Provincial governments have also been criticised for their uninspiring performance. They have been unsuccessful in meeting the people’s needs and expectations when it comes to managing public finance and carrying out development activities. In the first 11 months of the current fiscal year, budget mobilisation of provinces on average stood at only 44.4 per cent. However, utilisation of development budget exceeded 50 per cent in Koshi Province during the review period. This province was found using 56.5 per cent of its total budget of Rs. 39.74 billion. But the performance of the Madhes Province was the worst as its progress remained just 31.29 per cent of Rs. 46.88 billion budget. Bagmati Province utilised 46.54 per cent of its Rs. 70.93 billion budget.
Meanwhile, Gandaki Province spent just 43 per cent of its budget of Rs. 35.9 billion while Karnali Province utilised 40 per cent of its Rs. 32.74 billion budget. The rate of budget utilisation of Lumbini and Sudurpaschim provinces was at 49.6 per cent and 43.74 per cent from their annual budgets of Rs. 42.63 billion and Rs. 36.74 billion, respectively. The utilisation of capital expenditures of provinces was also not so encouraging.
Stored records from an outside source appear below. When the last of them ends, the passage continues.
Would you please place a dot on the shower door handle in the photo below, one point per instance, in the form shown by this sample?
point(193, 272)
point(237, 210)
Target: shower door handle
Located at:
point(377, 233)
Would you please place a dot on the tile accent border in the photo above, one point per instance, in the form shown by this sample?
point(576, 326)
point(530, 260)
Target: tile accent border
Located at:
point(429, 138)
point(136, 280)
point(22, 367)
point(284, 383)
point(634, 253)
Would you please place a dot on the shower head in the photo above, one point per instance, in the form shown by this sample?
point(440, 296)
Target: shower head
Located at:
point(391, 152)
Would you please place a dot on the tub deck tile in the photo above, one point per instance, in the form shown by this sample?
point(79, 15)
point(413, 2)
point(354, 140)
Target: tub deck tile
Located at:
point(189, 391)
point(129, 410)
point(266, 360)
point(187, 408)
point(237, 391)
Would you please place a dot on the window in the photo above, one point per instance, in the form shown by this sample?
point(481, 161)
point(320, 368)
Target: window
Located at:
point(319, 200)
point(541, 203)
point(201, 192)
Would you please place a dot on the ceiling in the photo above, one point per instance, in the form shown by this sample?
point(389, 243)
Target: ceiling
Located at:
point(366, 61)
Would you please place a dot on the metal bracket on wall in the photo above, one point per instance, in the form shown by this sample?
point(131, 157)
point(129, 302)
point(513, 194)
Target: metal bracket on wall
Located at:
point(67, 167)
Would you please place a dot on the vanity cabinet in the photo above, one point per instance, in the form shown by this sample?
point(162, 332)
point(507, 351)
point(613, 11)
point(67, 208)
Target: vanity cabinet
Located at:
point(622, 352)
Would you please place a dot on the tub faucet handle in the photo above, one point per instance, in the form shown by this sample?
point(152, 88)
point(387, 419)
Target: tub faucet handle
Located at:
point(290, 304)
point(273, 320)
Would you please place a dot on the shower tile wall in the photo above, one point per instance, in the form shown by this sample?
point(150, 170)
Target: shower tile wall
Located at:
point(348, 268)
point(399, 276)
To manage the growing number of ministerial aspirants in provinces, there has been a growing wrong trend among provincial cabinets to split ministries. Thus, taxpayers’ money is not being utilised for the welfare of the people and the nation. In recent times, Madhes provincial cabinet has split one of its ministries for the third time. In the past, there were only 11 ministries in the province. The number has now increased to 14. In Bagmati Province as well, a minister without portfolio has already been appointed. This hints at the provincial government’s plan to divide one of its ministries. Lumbini and Sudurpaschim provinces also seem to be in the process of adding ministries, putting an additional financial burden on the state coffers. The move to increase the number of ministries is against the recommendations made by various expert teams.
Against this backdrop, provinces recently handed a 17-point demand to Prime Minister Prachanda. Following an Inter-Province Chief Ministers’ meeting held in Pokhara, Gandaki Province CM Surendra Raj Pandey submitted the demands to the Prime Minister, calling for strengthening provincial governments to carry out their statutory responsibilities in an effective manner. Some of the key demands include instant adjustment of police for maintaining law and order, managing disaster on time and coordinating with security agencies.
The CMs also asked the federal government to introduce the stalled Federal Civil Service Act soon and transfer ownership of lands and buildings being utilised by the provincial governments to the provinces. They have demanded that an arrangement be made to send civil servants to the provinces only after forging consensus with the concerned provincial governments. Besides, they have called for allowing the province ministries to establish direct linkage with the federal ministries as per the Federation, Province and Local Level (Coordination and Interrelations) Act, 2020.
As demanded by the Chief Ministers, the federal government, the major political parties and other stakeholders need to take necessary steps to make provinces more effective in carrying out their constitutional roles.